Landeshauptstadt: „Gegen den Vogelmord“
Manfred Pohl vom Nabu über die „Stunde der Wintervögel“ und Gefahren für Zugvögel
Stand:
Herr Pohl, zum vierten Mal gibt es derzeit die Aktion „Stunde der Wintervögel“. Worum geht es dabei?
Die Aktion findet in ganz Deutschland statt. Es geht darum, eine Stunde lang von jeder Vogelart die höchste beobachtete Anzahl an einem Ort zu notieren. Das kann man sogar vom Wohnzimmer aus machen.
Wie kann man mitmachen?
Die Formulare gibt es beim Nabu im Haus der Natur oder im Internet. Dort gibt es auch eine Anleitung, wie man die zehn häufigsten Arten erkennt.
Wen wollen Sie damit erreichen?
Hauptsächlich möchten wir Hobbyornithologen ansprechen und natürlich auch Kinder und Jugendliche an das Thema heranführen. Man soll die Freude an der Natur entdecken.
Interessieren sich denn die Potsdamer für die Ornithologie?
Unsere Fachgruppe beim Nabu hat 40 Mitglieder. Regelmäßig gibt es Treffen und Exkursionen. Ich werde bei meinen Beobachtungsgängen auch angesprochen und die Leute erzählen mir, welche Vögel sie in ihrem Garten regelmäßig sehen.
Wie geht es denn der heimischen Vogelwelt? Gibt es Veränderungen?
In diesem Jahr macht sich das milde Wetter bemerkbar. Wir hatten ja praktisch noch keinen Winter. Viele Zugvögel, die sonst bei uns überwintern, bleiben deshalb weg. Zum Beispiel der Seidenschwanz – der kommt sonst im Winter in Massen her und spart sich nun den Weg.
Welche Vogelarten gibt es jetzt zu sehen?

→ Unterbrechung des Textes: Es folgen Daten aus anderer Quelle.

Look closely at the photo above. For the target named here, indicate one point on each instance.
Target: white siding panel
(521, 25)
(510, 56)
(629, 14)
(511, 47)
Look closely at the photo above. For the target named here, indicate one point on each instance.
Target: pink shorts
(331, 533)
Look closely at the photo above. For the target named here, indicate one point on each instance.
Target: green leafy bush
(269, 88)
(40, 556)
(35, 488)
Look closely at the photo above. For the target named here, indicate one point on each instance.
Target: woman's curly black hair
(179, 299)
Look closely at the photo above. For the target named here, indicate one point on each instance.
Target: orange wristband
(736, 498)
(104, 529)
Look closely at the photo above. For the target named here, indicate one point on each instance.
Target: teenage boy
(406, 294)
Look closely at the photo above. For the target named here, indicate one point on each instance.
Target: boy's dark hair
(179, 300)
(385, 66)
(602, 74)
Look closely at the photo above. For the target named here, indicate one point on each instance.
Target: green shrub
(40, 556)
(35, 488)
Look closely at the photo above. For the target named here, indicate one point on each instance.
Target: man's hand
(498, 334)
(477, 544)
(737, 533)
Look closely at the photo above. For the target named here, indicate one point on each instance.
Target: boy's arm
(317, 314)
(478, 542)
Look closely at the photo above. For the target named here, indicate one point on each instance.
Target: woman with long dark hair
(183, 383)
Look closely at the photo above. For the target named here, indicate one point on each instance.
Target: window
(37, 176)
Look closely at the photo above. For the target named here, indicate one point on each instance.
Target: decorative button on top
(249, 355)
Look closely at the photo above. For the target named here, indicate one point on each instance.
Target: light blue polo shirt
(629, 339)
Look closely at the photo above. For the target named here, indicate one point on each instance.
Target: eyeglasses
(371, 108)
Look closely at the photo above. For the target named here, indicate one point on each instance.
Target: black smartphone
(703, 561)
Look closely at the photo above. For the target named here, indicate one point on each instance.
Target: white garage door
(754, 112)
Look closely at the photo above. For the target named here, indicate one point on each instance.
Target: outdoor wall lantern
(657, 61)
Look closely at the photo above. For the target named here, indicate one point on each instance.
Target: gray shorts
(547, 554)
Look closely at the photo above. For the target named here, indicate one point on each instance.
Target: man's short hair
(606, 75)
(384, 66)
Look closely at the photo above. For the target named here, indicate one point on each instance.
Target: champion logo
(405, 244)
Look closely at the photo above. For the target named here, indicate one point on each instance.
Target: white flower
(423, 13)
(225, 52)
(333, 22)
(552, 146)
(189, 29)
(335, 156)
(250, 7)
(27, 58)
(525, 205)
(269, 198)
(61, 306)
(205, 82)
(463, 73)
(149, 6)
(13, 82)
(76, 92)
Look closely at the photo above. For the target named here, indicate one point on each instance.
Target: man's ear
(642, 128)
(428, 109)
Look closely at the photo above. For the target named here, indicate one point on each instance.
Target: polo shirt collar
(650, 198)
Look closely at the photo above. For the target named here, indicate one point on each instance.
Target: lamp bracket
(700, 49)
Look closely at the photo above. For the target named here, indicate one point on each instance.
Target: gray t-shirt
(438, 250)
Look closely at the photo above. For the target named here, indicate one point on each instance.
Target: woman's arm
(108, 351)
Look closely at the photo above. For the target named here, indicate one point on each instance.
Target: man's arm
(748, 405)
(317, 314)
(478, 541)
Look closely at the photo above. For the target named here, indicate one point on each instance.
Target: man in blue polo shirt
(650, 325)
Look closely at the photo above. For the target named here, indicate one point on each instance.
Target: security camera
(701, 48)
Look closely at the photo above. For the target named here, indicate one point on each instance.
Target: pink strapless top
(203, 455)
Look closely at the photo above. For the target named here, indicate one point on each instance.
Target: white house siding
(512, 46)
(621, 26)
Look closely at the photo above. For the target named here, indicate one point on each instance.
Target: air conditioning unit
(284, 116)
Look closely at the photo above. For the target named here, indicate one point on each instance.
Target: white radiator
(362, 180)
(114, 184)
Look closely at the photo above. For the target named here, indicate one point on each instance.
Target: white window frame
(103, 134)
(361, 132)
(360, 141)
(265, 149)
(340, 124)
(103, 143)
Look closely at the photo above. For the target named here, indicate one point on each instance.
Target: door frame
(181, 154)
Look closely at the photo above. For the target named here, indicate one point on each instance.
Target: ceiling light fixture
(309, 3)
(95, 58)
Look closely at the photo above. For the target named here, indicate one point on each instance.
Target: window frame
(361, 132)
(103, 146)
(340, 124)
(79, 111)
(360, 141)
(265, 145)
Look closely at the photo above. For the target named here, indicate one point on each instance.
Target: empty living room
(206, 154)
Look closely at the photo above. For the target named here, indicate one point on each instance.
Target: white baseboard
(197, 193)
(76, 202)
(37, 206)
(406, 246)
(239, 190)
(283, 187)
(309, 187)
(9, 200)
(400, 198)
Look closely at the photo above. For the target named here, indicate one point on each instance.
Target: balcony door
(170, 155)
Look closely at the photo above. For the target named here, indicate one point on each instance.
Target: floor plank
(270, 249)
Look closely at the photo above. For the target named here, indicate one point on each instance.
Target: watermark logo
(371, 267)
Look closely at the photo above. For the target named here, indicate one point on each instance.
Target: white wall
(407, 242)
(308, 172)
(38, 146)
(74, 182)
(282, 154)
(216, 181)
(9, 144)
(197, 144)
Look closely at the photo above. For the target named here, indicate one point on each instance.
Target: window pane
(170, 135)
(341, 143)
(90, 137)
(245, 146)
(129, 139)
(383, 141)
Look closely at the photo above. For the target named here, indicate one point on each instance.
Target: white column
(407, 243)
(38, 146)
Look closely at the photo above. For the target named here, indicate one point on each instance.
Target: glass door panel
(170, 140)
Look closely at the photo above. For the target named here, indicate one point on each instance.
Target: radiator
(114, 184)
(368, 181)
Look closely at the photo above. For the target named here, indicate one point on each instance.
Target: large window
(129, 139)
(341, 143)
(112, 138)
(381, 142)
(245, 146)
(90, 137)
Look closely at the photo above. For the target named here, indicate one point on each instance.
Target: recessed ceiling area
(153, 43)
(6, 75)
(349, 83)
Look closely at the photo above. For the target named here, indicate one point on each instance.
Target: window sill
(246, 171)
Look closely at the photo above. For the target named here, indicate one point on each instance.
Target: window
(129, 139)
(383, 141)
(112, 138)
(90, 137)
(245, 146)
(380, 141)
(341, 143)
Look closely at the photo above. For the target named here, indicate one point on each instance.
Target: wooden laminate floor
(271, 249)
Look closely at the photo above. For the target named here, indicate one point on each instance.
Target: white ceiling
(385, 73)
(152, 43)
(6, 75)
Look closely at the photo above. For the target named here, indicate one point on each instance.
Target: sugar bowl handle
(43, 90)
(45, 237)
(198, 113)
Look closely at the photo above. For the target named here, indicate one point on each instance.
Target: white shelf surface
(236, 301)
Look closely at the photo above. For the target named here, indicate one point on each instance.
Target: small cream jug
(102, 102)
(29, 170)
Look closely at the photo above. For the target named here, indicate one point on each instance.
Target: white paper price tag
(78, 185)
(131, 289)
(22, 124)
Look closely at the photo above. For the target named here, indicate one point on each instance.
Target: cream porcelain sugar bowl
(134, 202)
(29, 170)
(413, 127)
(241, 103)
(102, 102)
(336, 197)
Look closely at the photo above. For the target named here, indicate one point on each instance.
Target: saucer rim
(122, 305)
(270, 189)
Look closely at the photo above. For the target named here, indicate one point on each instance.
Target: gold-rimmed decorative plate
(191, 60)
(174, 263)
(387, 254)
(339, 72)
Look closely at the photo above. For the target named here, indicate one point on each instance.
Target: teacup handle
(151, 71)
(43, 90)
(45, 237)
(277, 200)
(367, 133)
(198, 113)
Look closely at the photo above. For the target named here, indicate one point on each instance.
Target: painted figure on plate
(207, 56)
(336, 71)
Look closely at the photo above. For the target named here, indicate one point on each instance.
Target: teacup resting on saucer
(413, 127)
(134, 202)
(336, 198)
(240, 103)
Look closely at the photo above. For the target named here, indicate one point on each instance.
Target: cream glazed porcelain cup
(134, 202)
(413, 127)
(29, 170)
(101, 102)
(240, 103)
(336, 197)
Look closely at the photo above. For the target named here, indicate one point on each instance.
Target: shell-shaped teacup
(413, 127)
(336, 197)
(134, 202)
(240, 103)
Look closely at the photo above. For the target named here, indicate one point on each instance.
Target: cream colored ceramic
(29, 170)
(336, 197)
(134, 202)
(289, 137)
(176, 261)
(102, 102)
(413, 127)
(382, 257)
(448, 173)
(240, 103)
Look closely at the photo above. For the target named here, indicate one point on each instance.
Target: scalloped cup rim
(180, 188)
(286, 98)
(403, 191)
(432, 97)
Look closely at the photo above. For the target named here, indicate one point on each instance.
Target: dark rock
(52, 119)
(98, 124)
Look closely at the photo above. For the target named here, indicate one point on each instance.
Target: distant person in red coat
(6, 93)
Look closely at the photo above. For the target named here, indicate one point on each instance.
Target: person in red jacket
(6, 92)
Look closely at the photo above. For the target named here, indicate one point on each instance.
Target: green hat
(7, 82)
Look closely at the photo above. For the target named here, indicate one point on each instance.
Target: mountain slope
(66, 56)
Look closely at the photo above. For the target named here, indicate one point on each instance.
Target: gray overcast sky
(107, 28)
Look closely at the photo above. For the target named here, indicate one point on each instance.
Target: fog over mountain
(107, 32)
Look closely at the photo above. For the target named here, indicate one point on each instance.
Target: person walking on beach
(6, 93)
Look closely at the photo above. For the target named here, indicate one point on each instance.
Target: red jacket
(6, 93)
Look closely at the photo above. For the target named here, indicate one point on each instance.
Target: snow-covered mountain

Im Neuen Garten kann man große Mengen Wacholderdrosseln und Rotdrosseln beobachten. Dort stehen viele Eiben, die noch Früchte tragen und den Tieren Nahrung bieten. Außerdem gibt es Amseln, Blaumeisen, Elstern, Buchfinken, Kleiber und Rotkehlchen zu sehen. Auch ein Specht kann hin und wieder dabei sein.
Welche Probleme gibt es?
Hier bei uns ist vor allem die sogenannte Vermaisung ein Problem – in Brandenburg gibt es große Monokulturen aus Mais oder Raps. Es wird viel Pestizid in der Landwirtschaft eingesetzt. Das schadet dem Lebensraum. Größere Sorgen mache ich mir aber um die Zugvögel.
Warum?
Auf der Flugroute der Zugvögel nach Afrika stehen in Ägypten riesige Fanganlagen mit Netzen auf 700 Kilometern Länge. Die Vögel werden an Spezialitätenrestaurants verkauft, darunter Neuntöter, Pirole, Wendehälse, Nachtigallen und der auf der Roten Liste stehende Steinschmätzer. Beim Vogelzug im Herbst sind dort etwa 140 Millionen Vögel gefangen worden. Im Dezember hat der Nabu deshalb 115 000 Unterschriften gegen diesen Vogelmord an den ägyptischen Botschafter übergeben.
Die Fragen stellte Marco Zschieck
Manfred Pohl, 60, leitet die Fachgruppe Ornithologie beim Nabu-Kreisverband Potsdam. Hauptberuflich arbeitet er bei der Deutschen Bahn. Pohl ist verheiratet und hat zwei Kinder.